If you want to design it further, here is an example CSS code. But you must include the following line in the header of your HTML script.
<link rel="stylesheet" type="text/css" href="styles.css">
Add a CSS code, as per your preferred colours and designs, and name it as the “styles.css”.
Postman and API Endpoint
Postman is a popular collaboration platform and API development tool that allows you to make HTTP requests and test APIs. It provides a user-friendly interface for constructing and sending requests, inspecting responses, and debugging API interactions.
To use Postman for the above task of triggering the Google Cloud Function and performing sentiment analysis, follow these steps:
- Install Postman:
- Download and install Postman from the official website based on your operating system.
- Obtain the Google Cloud Service’s URL: Deploy your Google Cloud Service (Google Cloud Functions, Google Cloud Run etc…) and note down the URL endpoint that is generated.

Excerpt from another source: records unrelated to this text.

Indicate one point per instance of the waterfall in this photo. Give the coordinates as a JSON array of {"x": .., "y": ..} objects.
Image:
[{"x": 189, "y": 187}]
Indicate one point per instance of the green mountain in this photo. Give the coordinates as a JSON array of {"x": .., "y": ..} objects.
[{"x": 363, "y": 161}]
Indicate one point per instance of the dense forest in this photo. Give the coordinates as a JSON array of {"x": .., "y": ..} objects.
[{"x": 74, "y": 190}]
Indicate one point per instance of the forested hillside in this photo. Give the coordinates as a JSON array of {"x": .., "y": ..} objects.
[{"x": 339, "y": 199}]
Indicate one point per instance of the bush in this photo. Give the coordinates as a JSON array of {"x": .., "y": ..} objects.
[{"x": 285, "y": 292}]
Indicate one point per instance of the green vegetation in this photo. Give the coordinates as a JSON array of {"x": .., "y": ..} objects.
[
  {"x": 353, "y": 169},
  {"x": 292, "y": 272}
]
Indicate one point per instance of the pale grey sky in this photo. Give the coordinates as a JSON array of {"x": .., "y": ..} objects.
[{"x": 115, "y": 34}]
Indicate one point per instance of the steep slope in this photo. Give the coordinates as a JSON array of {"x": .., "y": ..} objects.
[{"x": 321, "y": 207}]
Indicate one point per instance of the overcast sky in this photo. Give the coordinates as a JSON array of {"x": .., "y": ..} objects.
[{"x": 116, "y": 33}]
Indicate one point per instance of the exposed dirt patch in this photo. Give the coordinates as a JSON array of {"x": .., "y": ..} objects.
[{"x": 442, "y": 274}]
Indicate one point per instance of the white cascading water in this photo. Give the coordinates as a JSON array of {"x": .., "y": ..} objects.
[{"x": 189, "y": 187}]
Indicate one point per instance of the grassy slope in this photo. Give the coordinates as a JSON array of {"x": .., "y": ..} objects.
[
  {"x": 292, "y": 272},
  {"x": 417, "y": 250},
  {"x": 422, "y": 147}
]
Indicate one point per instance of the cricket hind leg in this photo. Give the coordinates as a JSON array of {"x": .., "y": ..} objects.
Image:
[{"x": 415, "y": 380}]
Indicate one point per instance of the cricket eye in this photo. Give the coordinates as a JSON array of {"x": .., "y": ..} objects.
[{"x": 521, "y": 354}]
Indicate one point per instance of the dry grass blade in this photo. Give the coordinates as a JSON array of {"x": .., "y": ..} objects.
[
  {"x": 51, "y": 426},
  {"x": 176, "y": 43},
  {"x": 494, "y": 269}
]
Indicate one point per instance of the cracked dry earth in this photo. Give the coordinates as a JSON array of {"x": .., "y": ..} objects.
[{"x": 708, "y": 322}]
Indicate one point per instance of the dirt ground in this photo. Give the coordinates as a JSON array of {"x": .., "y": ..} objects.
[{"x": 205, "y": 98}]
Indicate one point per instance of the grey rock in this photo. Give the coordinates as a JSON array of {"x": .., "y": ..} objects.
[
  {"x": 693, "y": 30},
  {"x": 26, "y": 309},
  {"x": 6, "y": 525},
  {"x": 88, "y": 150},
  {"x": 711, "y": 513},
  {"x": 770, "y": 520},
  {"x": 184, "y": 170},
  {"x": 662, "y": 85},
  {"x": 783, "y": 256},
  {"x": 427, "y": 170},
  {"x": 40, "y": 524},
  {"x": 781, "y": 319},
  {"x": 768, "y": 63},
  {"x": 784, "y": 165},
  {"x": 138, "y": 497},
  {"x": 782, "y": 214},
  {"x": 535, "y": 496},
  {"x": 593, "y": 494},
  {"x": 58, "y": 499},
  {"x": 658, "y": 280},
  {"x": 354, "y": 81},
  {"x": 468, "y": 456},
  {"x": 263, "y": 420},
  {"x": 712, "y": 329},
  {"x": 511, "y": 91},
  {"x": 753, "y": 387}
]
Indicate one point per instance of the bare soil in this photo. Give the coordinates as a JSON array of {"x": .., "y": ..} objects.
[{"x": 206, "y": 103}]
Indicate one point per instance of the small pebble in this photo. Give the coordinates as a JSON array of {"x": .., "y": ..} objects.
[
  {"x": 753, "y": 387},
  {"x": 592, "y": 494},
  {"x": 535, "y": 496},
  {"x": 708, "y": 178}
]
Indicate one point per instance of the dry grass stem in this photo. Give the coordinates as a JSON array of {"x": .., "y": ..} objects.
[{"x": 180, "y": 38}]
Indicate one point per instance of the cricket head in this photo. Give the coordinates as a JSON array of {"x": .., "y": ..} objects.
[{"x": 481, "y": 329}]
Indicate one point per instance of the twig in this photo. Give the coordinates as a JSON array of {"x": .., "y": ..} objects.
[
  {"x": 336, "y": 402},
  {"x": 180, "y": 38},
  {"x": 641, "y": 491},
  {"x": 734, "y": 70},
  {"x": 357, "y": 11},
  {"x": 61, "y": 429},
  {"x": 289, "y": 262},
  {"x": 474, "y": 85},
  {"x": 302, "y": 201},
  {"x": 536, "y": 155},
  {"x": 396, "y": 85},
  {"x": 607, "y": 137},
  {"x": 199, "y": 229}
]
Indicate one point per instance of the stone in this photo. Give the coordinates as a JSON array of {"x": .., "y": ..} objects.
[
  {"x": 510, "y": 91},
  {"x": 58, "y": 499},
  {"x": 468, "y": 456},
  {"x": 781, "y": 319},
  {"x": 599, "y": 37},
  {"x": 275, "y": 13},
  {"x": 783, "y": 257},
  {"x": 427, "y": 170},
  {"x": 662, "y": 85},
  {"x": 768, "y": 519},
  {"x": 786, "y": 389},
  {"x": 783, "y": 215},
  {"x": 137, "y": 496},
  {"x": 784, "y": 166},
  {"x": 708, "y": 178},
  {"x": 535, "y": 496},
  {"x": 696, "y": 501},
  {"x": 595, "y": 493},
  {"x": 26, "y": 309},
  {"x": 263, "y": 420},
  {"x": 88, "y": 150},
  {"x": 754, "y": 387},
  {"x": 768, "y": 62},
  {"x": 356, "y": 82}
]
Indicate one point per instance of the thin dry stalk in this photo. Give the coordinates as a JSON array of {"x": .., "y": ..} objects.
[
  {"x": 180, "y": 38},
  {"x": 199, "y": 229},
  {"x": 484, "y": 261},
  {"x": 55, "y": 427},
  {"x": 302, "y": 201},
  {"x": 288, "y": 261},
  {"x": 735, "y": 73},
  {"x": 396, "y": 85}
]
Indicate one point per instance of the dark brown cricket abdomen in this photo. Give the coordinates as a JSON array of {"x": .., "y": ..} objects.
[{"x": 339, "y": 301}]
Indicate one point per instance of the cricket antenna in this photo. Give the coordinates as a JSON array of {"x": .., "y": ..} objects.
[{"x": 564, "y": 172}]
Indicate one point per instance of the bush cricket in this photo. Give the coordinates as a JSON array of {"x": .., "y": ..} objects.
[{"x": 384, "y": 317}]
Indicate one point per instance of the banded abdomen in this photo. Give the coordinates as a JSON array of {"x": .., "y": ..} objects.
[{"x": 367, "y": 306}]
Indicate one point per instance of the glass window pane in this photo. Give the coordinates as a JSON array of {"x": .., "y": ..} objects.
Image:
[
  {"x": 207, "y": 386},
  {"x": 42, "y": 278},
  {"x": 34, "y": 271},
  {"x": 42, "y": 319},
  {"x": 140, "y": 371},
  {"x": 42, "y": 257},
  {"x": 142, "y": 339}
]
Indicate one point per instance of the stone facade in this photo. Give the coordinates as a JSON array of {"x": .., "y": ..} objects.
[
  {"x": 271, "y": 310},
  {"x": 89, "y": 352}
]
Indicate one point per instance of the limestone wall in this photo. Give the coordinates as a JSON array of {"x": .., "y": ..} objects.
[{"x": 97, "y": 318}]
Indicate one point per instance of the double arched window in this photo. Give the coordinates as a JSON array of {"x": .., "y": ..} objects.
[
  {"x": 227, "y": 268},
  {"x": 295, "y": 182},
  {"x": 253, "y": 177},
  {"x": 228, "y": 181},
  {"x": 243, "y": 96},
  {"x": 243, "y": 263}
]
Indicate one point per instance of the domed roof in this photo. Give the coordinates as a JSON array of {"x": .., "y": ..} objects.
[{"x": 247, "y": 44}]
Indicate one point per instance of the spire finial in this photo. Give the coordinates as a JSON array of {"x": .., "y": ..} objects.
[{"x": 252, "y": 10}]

- You may also run the web application in your local machine, in that case use the local host URL for an example:http://localhost:8080/sentiment-analysis
- You will need to create a new workspace in the Postman before creating a new Request.
- Configure Postman to Send HTTP Request: Open Postman on your machine.
- Select the “Request” tab to create a new request
- Choose the HTTP request method as “POST”.
- Enter the Cloud Function URL obtained earlier in the request URL field.
- Set the “Content-Type” header to “application/json”.
- In the request body, provide the input text as a JSON payload. For example:
{ “text”: “This is a sample text for sentiment analysis.” } |
- Click the “Send” button to send the request to the Cloud Function.
- View the Sentiment Analysis Result: Postman will display the response received from the Cloud Function. The sentiment analysis result (positive, negative, or neutral) will be included in the response body. You can inspect the response to see the sentiment analysis output.
Conclusion
In conclusion, we have explored the process of building a sentiment analysis web application using Hugging Face’s Transformer library, Python Transformers package and Google Cloud Storage Bucket. By leveraging the power of natural language processing, we learned how to analyse the emotions behind user-provided feedback. Our application, powered by a Python script, employed Hugging Face’s Transformer library to perform sentiment analysis. Showed a way to display the results on a user-friendly web interface, also made accessible through an API endpoint. We unlocked the potential of sentiment analysis and gained valuable insights from textual data. Continue to discover the world of sentiment analysis.